Biodynamics ranges from the possibly plausible (treatments with very dilute solutions) to the downright superstitious (astrology and the lunar calendar). Steiner did not really seem to distinguish between them. He did suggest that the methods should be tested experimentally, and established a group, with about 800 members worldwide, to try anthroposophy. Eventually, this gave rise to the Demeter organization, which verifies biodynamic producers. In setting out detailed protocols for the application of biodynamics but without any experimental confirmation, this is somewhat of a misappropriation of scientific method.
Since 1962, a calendar that takes account not only of the phase of the lunar cycle but also of the positions of the planets and stars has been used to decide when to apply the preparations. The calendar relates ancient elements to organs of the plant (earth to roots, water to foliage, air to flower, fire to fruit and seeds) and assigns periods for actions according to the zodiac. The biodynamic calendar has four types of days—fruit, flower, leaf, and root—which are defined in terms of four groups of star constellations. Each type of day defines a period when the moon is in one of the constellations. Suitable treatments for plants differ for flower days, fruit days, and so on. Some people believe that wines taste different according to when you drink them (fruit and flower days are best, root days are worst).

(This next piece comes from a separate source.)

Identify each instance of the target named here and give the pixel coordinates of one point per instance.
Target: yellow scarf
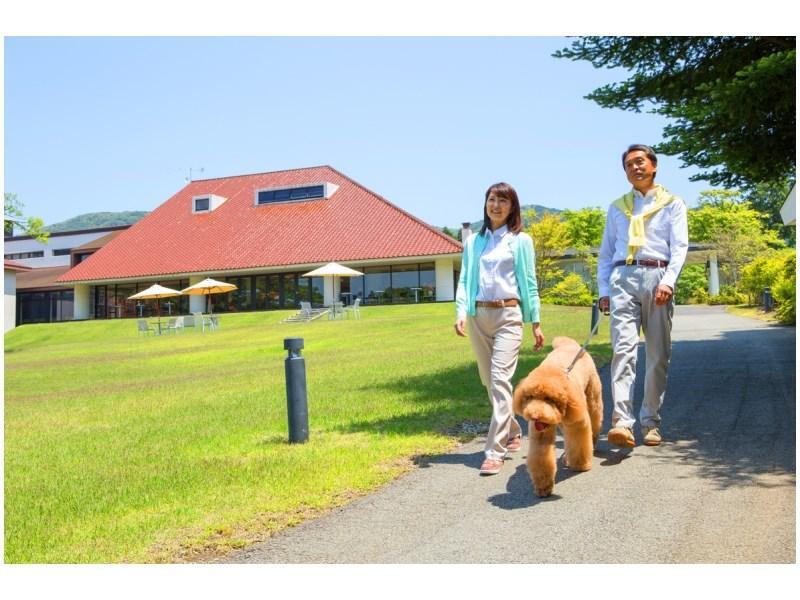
(636, 229)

Most scientists regard biodynamics as pseudoscience (meaning that its theories cannot tested), but in fact it would be possible to test some of its precepts. To be certified as a biodynamic producer, it is not actually necessary to follow the astrological recommendations but simply to apply the homeopathic preparations. It would, in principle, be possible to disprove the hypothesis that they make a difference. Their effects could be tested by comparing results in adjacent vineyard plots, one cultivated solely by organic methods, the other by biodynamics. A serious difficulty would be to decide what would be the appropriate test; what would be measured—the fungal condition of the soil? The sugar levels in the grapes? The taste of the wine? Insofar as there has been any scientific discussion, to date there has never been any evidence that biodynamic viticulture produces effects any different from organic viticulture.

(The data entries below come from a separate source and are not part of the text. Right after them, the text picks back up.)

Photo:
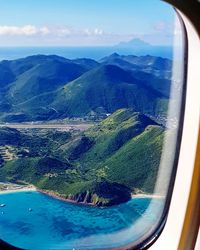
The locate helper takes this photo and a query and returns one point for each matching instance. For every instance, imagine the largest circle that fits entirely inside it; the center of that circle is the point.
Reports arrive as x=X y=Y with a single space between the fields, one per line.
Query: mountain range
x=102 y=166
x=52 y=87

(It would be more difficult to test the astrological recommendations, but in principle it would be possible to compare results obtained—for example, by doing the same things at different phases of the moon. Of course, no reputable scientist would be interested in conducting any such test anyway.)
Biodynamics is presented by its believers as a rational approach to returning toward the benefits of traditional farming methods. Practitioners would be most indignant if you told them that it is riddled with superstition. This is not a fringe movement—it is used by some of the best wine producers in the world. Many of them have wineries that look like models of modern technology. The extent to which it has penetrated the world of wine—it’s taken hold in the wine industry but not in any other form of agriculture—is a testament to the extent to which the concept of a scientific approach can be misappropriated.
We should give the last word to Steiner: “I know perfectly well all this may seem utterly mad. I only ask you to remember how many things have seemed utterly mad, which have none the less been introduced a few years later.”